The constitution accords individuals the right to choose, change, and freely practice their religion and prohibits religious discrimination. It specifically recognizes the right of indigenous communities to express their religions freely. The constitution states the relationship between the state and the Roman Catholic Church is based on independence, cooperation, and autonomy. The Vice Ministry of Worship (VMW) extended until the end of the year a grace period for all religious and philosophical groups to complete the mandatory registration process and did not impose penalties or monetary sanctions on groups that had not registered. In August authorities granted final approval of the application of the Catholic Christian Apostolic National Church of Paraguay (ICCAN) as a legal entity. According to ICCAN representatives, ICCAN applied for nonprofit organization (NPO) status in September. Following government approval of its NPO status, ICAAN resubmitted its registration request to the VMW, as required after the government approved its legal status. During the year, the Jehovah’s Witnesses Association reported two cases of individual Jehovah’s Witnesses receiving a hospital blood transfusion against their will; in one of the cases, the Supreme Court ruled the right to life prevailed over the patient’s right to autonomy.
In May the VMW hosted the first Paraguayan-Argentine Interreligious Regional Symposium in the city of Encarnacion, in which Roman Catholics, evangelical Protestants, and Muslims participated. According to the VMW, the symposium aimed to communicate each country’s commitment to religious diversity and foster respect for multiculturalism through interreligious dialogue. Roman Catholic, Protestant, Church of Jesus Christ of Latter-day Saints (Church of Jesus Christ), and Jewish representatives stated they regularly participated in various interreligious dialogues. In July, under the auspices of the Permanent Forum of Interreligious Dialogue, Baha’i, Roman Catholic, evangelical Protestant, Jewish, Church of Jesus Christ, and Muslim communities signed a statement declaring the country an interreligious coexistence zone. The signatories said the statement would serve as an instrument to create and strengthen projects that promote interreligious coexistence based on the respect and acceptance of multiculturalism and diversity of ideas and beliefs.

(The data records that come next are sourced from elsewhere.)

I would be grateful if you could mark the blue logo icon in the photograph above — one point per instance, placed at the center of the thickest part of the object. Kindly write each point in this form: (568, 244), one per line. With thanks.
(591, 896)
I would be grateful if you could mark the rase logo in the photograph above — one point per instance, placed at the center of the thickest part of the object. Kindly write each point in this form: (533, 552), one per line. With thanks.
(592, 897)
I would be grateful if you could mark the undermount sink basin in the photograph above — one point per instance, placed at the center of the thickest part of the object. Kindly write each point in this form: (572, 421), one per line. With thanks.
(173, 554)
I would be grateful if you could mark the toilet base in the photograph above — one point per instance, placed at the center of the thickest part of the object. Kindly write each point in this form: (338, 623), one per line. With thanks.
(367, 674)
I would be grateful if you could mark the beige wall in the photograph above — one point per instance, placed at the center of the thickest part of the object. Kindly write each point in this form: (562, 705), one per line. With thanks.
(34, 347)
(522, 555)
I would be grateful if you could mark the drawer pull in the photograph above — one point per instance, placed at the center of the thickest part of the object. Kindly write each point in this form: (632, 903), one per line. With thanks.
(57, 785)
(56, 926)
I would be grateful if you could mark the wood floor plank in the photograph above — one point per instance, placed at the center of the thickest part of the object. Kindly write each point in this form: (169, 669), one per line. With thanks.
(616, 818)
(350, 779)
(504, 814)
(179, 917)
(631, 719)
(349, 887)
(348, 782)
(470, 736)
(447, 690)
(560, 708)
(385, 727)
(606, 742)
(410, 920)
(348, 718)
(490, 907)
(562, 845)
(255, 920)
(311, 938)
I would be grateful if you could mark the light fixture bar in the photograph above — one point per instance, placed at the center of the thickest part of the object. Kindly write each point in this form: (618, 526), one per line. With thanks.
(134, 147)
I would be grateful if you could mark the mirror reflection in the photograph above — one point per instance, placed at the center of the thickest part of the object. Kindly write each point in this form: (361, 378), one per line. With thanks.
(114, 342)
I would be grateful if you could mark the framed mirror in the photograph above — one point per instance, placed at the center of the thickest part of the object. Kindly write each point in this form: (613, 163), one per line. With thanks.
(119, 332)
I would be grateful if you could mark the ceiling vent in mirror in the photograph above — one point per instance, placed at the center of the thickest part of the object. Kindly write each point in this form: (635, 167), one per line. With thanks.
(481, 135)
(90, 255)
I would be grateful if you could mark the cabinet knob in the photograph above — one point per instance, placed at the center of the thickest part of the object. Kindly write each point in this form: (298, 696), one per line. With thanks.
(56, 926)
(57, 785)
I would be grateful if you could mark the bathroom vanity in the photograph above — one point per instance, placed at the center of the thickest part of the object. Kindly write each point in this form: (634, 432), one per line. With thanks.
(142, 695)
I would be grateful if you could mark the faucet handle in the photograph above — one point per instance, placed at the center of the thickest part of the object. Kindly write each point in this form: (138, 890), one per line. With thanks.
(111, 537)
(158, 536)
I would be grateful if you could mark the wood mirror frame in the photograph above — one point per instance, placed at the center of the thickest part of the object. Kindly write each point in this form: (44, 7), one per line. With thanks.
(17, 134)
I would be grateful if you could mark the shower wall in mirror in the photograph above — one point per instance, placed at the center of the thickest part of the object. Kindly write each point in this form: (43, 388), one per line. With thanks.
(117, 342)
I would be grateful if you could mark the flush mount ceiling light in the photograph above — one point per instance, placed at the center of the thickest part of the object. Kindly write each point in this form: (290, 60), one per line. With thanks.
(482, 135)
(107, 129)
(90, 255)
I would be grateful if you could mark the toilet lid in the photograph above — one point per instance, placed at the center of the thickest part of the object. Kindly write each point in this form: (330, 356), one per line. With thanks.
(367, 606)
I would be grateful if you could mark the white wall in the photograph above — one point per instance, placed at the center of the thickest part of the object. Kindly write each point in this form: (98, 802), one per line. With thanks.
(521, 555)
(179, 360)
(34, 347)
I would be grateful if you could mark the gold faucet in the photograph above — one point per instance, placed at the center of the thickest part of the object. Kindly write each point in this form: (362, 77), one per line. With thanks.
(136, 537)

U.S. embassy officials met with Director General Marco Mendez of the VMW and discussed ICCAN’s registration status, government actions to facilitate the registration process, the promotion of religious freedom, interreligious dialogue, whether any religious discrimination claims had been filed during the year, and the provision of state funding for schools run by religious groups. Embassy officials met with representatives of the Roman Catholic, evangelical Protestant, Mennonite, Church of Jesus Christ, Muslim, ICCAN, and Jewish communities to discuss interfaith respect for religious diversity and hear their views on the status of religious freedom in the country.
Section I. Religious Demography
The U.S. government estimates the total population at 7.1 million (midyear 2019 estimate). A 2014 Latinobarometro report estimated 88 percent is Roman Catholic; a 2018 Vatican report estimated 89 percent is Roman Catholic and 6 percent evangelical Protestant. The Association of Evangelical Ministers of Paraguay estimates that 9.6 percent of the population is evangelical Protestant. Groups that together constitute between 1 and 4 percent of the population include Jehovah’s Witnesses, Jews, Church of Jesus Christ, Muslims, Buddhists, Mennonites, Family Federation for World Peace and Unification (Unification Church), and adherents of indigenous tribal beliefs.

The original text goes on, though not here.